Debt: most people have it and it often creates a hurdle to achieving financial independence. Having a ‘Debtonation Plan’ is useful to overcome this hurdle. Here’s one that will get anyone out of all their debt within five years, if they stick to it and don’t create any further debt.
The 'Debtonation' Plan
|Debt||Interest||Amount Owing||Repayments||New Repayments|
|1||22%||V||A||A + 200 until V = 0|
|2||17%||W||B||B+A+200 when V=0|
|3||15%||X||C||C+B+A+200 when W=0|
|4||11%||Y||D||D+C+B+A+200 when X=0|
|5||8%||Z||E||E+D+C+B+A+200 when Y=0 until Z=0|
Three Accounts: Account number 1 is the Emergency Account. Three months of income, usually in ‘cash’. Account number 2 is the Medium Term Savings Account which is for the new car, the deposit on the house or next property, education of the children, the next holiday etc., in short, for the ‘lifestyle’ acquisitions. The most practical vehicle for this is unit trusts.

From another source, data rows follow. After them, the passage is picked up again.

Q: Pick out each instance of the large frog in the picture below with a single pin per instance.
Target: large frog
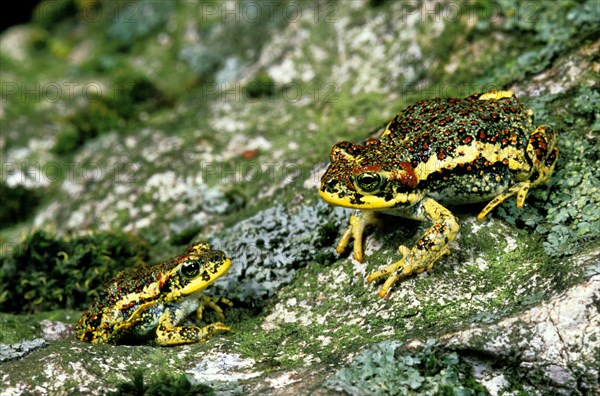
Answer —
(435, 153)
(152, 302)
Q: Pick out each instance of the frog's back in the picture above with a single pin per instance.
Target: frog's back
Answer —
(463, 150)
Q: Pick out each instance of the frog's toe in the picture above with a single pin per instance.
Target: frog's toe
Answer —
(394, 273)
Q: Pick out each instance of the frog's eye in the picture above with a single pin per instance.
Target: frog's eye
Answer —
(370, 182)
(190, 269)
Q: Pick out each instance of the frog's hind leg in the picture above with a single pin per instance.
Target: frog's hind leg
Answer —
(520, 189)
(542, 151)
(428, 250)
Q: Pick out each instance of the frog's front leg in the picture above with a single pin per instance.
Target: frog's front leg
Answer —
(168, 333)
(430, 247)
(359, 220)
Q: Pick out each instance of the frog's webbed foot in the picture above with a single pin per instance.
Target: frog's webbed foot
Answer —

Account number 3 is the Long Term savings Account for retirement/financial independence. Starting with equities, then adding property but when retirement or financial independence is reached it should include cash again. A third into each of these asset classes is a prudent balance and should be maintained. A 30 - 50% exposure to offshore in each of these classes will add to a portfolio’s stability.